法定相続人とは?範囲・順位・相続分を解説

(画像=George Rudy/Shutterstock.com)
(画像=George Rudy/Shutterstock.com)
相続税を考える上で知っておきたいことの一つに、「法定相続人」があります。「配偶者や子、孫などのことを言うのだろうな」とは想像できても、正しく理解している人は少ないです。今回は、法定相続人とは何かについて解説します。

法定相続人とは

法定相続人とは、民法で定められた相続人のことです。相続が発生しても、誰がどの財産をどれだけ引き継ぐか、わからない人がほとんどでしょう。相続財産をめぐるトラブルを防ぐべく、民法では相続人になれる人物を「法定相続人」とし、その順位や相続分について定めています。

法定相続人の範囲・順位

法定相続人になるのは被相続人の親族で、具体的には4親等内の親族とされています。また、被相続人との関係に応じて、遺産相続順位が以下のように決まっています。先順位の人がいる場合には、後順位の人は相続人になれません。
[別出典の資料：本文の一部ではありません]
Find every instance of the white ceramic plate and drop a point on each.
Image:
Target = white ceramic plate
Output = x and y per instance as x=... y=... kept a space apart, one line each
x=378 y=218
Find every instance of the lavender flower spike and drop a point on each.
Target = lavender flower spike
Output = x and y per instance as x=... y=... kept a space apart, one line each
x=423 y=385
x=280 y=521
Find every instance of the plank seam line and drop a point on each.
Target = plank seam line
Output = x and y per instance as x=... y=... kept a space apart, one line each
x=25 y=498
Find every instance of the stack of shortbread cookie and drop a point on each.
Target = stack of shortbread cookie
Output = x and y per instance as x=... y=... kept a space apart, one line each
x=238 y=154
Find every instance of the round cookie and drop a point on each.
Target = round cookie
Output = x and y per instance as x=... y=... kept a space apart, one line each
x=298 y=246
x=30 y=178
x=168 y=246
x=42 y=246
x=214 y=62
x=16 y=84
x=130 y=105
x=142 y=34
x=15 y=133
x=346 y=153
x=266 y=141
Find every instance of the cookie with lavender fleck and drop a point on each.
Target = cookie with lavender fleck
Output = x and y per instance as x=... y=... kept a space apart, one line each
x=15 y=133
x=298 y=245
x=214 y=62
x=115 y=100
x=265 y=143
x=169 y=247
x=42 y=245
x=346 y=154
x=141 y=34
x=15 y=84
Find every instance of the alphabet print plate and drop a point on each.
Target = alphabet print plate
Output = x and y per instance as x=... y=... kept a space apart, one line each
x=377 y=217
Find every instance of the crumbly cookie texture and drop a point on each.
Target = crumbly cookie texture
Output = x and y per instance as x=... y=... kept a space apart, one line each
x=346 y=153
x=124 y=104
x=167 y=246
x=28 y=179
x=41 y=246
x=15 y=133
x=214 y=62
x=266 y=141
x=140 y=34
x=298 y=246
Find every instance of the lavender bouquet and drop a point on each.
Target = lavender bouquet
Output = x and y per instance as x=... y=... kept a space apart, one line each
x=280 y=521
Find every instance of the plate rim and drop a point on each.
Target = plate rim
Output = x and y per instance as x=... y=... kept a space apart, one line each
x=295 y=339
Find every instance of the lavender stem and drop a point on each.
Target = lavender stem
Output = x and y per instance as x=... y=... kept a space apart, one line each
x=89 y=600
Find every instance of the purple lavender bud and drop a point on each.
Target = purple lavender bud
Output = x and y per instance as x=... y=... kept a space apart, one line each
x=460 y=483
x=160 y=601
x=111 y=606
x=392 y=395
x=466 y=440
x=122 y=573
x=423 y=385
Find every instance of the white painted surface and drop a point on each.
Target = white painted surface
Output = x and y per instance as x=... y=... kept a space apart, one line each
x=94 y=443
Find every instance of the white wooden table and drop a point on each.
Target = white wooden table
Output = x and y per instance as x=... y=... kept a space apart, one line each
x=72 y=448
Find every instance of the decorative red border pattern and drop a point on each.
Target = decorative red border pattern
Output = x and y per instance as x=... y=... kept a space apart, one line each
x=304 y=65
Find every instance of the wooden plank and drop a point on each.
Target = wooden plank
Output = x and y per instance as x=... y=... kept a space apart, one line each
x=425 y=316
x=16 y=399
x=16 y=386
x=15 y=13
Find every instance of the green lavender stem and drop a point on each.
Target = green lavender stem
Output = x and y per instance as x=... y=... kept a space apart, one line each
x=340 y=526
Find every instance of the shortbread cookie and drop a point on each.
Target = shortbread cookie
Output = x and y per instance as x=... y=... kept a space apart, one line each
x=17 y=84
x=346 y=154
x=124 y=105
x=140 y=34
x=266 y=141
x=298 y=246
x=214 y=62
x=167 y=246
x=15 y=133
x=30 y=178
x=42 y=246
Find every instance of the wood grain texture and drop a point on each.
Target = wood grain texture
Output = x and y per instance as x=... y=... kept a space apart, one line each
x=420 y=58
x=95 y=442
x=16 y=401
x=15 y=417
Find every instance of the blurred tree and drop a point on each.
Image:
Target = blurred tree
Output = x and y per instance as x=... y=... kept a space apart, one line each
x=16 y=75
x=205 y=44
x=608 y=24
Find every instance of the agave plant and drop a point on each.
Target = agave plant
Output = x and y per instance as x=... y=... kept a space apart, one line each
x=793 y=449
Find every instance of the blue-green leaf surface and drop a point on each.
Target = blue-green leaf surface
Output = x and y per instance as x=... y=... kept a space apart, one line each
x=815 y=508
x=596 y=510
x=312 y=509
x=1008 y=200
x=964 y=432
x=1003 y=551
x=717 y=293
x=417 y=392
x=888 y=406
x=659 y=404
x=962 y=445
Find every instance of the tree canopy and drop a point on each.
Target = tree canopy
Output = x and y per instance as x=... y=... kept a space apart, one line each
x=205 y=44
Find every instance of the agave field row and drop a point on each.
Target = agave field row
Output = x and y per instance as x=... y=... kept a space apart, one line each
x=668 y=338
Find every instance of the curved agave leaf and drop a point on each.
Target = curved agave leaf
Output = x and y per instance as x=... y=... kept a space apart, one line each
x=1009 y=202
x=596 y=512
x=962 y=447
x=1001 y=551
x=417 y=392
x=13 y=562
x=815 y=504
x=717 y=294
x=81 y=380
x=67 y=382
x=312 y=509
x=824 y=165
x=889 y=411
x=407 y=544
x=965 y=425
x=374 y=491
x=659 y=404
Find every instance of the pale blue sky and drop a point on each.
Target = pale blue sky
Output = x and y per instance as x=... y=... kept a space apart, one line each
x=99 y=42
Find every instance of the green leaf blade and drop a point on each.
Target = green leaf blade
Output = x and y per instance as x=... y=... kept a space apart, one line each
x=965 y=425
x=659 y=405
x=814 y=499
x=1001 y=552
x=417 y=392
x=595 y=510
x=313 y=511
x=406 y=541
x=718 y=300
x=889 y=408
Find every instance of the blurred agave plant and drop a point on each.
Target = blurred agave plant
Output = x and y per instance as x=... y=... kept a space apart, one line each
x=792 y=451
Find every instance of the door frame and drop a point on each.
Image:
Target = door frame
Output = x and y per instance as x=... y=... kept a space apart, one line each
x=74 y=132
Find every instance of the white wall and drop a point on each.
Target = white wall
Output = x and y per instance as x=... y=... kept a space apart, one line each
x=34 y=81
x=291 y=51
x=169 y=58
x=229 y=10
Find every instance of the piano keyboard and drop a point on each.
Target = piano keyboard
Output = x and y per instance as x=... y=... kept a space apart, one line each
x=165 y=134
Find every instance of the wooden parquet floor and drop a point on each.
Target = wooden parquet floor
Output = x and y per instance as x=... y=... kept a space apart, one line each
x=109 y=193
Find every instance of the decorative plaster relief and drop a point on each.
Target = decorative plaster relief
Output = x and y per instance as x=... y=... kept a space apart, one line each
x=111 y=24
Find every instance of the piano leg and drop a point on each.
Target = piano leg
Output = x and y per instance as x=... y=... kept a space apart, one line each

第1順位 被相続人の子ども(子どもが先に亡くなっている場合には孫、曾孫の直系卑属)
第2順位 被相続人の父母(父母が先に亡くなっている場合には祖父母、曾祖父母などの直系尊属)
第3順位 被相続人の兄弟姉妹(兄弟姉妹が亡くなっている場合には甥や姪)

なお、被相続人の配偶者には順位はありません。配偶者は常に相続人になるからです。配偶者がすでに亡くなっていたとしても、親族の相続順位に影響はしません。配偶者が亡くなっていても、子どもや父母が存命の場合には、子どもが父母に優先して相続人となります。

相続順位の前に「代襲相続」に注意

相続の順位は前述の通りですが、「被相続人の子どもがすでに亡くなっているから、被相続人の父母が法定相続人」となるわけではありません。カッコ書きの内容が優先されます。つまり、被相続人の子どもが亡くなっていたとしても、さらにその子どもが生きている場合、その子ども(被相続人の孫)が被相続人の父母に優先して相続人になるのです。これを代襲相続といいます。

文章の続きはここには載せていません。